The international press body argued with the Government of India to let people decide whether to watch or not.
Meanwhile, hundreds of students are getting suspended or being detained for screening the documentary on university campuses across India.
NPC’s president Eileen O’Reilly as well as Gil Klein, president of the National Press Club Journalism Institute jointly issued a statement on the decision by the government of India to censor the airing of a BBC news documentary probing the role Prime Minister Narendra Modi may have played in the 2002 Gujarat riots.
It reads, “India should be proud that it is the largest democracy in the world, but it cannot hold on to that identity if it continues to erode press freedom, persecute journalists, and suppress news that holds a mirror up to its shortcomings. Since Modi came to power, we have watched with frustration and disappointment as his government — time and time again — has suppressed the right of its citizens to a free and independent news media.”
And added, “We strongly urge the government of India to rescind its ban on the BBC documentary and to allow the citizens of India to decide for themselves whether they agree or disagree with its findings. The BBC is one of the most respected news sources in the world and is known for its high editorial standards.
We also demand in the strongest terms, the government stop its persecution of journalists and suppression of press freedom in India.”
After the BBC aired a two-part documentary entitled ‘ndia: The Modi Question’ on Jan. 17, the Indian government used its emergency powers to ban it from being aired in the country. Modi’s government also forced Twitter and YouTube to block the documentary in India under an unjust 2021 information technology law, which the National Press Club has previously criticized.
The BBC documentary examines PM Modi’s role in the 2002 Gujarat riots when he was chief minister of the western Indian state. During the riots, thousands of predominantly Muslim Indians were killed, many were raped and Muslim establishments were set on fire.

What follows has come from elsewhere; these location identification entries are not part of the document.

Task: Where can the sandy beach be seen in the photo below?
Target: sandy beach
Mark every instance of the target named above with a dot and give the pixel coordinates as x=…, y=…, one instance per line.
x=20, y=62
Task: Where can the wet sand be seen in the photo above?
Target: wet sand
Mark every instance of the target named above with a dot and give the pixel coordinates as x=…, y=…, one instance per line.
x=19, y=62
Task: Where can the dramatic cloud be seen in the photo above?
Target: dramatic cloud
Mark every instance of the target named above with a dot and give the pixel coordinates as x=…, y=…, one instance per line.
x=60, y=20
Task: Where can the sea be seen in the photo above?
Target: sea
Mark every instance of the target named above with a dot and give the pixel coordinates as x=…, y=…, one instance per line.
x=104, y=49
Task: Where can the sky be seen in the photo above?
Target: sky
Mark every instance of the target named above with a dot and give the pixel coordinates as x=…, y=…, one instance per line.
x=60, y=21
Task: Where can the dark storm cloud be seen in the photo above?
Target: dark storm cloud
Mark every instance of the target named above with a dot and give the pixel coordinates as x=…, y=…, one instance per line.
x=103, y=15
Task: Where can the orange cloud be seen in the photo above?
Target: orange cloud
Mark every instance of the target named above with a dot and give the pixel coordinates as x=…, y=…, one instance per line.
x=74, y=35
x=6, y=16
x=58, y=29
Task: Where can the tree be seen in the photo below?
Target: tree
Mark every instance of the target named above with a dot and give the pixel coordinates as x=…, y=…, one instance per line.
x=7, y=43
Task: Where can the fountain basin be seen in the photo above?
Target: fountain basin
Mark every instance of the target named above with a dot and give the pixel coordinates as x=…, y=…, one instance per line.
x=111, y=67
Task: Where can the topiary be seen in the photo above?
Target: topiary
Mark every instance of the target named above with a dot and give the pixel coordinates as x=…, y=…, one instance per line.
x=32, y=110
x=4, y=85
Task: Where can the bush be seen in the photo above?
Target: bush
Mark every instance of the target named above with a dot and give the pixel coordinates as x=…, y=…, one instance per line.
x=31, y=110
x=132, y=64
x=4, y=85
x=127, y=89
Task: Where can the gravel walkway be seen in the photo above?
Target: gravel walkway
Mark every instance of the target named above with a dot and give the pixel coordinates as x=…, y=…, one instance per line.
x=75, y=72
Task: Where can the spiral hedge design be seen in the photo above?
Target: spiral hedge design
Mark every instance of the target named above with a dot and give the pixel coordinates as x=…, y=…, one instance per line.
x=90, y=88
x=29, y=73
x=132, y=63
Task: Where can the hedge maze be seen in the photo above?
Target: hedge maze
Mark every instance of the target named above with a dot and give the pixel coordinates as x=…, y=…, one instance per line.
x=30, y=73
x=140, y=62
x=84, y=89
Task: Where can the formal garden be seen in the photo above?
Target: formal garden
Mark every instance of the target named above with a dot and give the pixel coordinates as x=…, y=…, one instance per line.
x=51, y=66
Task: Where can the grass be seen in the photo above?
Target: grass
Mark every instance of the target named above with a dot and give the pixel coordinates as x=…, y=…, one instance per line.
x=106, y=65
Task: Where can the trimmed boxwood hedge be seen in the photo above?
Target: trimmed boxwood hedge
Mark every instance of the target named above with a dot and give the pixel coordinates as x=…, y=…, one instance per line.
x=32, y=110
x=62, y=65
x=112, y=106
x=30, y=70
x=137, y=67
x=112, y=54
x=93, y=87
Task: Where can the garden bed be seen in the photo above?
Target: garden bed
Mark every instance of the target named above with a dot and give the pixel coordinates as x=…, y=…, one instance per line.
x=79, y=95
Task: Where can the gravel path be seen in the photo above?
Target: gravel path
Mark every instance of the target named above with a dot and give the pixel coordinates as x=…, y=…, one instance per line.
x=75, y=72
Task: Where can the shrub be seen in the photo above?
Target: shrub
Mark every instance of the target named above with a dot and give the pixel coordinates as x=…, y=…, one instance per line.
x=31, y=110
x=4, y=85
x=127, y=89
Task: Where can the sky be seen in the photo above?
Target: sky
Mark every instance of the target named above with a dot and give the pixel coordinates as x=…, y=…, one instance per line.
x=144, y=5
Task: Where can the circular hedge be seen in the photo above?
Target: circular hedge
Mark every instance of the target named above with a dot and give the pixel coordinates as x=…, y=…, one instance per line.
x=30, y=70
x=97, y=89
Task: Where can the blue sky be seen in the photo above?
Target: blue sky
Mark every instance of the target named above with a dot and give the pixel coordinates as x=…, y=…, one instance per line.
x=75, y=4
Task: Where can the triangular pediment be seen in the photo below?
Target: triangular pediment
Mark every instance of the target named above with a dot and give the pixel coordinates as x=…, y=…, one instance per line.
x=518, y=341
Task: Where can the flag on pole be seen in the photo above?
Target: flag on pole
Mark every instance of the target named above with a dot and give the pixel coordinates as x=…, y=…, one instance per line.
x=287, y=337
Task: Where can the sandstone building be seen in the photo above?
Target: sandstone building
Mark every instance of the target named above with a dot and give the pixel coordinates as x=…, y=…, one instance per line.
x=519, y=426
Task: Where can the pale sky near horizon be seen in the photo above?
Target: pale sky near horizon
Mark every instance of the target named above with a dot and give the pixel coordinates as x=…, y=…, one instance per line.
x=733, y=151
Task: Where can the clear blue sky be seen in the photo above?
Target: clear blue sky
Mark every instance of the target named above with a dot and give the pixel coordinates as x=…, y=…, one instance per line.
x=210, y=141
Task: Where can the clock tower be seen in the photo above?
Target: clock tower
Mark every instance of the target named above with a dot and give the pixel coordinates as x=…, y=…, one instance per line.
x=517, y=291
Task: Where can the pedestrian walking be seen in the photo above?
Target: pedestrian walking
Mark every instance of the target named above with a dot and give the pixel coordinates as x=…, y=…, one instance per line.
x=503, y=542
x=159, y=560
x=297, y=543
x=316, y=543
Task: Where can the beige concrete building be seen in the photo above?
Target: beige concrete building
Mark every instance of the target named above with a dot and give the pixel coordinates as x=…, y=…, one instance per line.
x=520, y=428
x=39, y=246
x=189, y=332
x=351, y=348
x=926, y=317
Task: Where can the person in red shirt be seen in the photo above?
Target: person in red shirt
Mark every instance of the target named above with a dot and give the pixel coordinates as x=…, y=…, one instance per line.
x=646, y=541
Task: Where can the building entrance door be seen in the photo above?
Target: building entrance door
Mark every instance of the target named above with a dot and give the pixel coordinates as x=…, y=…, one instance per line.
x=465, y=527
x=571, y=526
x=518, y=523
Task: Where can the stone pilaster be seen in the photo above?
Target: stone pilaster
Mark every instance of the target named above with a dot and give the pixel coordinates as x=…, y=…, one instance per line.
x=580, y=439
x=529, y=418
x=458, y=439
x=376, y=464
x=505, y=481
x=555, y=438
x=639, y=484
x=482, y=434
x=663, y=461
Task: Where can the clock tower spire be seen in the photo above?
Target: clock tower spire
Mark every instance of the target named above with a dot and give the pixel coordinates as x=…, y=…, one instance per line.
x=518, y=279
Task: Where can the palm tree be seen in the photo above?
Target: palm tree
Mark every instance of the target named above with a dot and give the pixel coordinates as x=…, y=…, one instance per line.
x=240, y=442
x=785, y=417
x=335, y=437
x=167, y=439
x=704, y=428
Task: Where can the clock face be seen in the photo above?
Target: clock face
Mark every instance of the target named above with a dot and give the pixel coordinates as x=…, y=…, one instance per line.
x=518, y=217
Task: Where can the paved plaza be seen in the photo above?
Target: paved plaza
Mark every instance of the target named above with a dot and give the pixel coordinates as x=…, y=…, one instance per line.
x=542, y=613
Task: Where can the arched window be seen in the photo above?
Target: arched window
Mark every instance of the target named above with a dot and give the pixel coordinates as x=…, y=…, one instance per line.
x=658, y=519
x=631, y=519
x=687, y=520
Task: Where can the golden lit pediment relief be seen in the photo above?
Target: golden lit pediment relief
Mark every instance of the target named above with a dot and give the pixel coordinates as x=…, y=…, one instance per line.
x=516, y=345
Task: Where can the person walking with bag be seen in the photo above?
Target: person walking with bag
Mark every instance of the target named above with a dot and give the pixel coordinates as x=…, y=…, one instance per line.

The Indian Supreme Court exonerated Modi in 2012 of wrongdoing but the documentary notes the British Foreign Office produced an unpublished report claiming Modi was ‘directly responsible’ for enabling the impunity of violence that led to the killings.
Founded in 1908, the National Press Club is the world’s leading professional organization for journalists.
The National Press Club Journalism Institute promotes an engaged, global citizenry through an independent and free press. The NPCJI is the nonprofit affiliate of the National Press Club.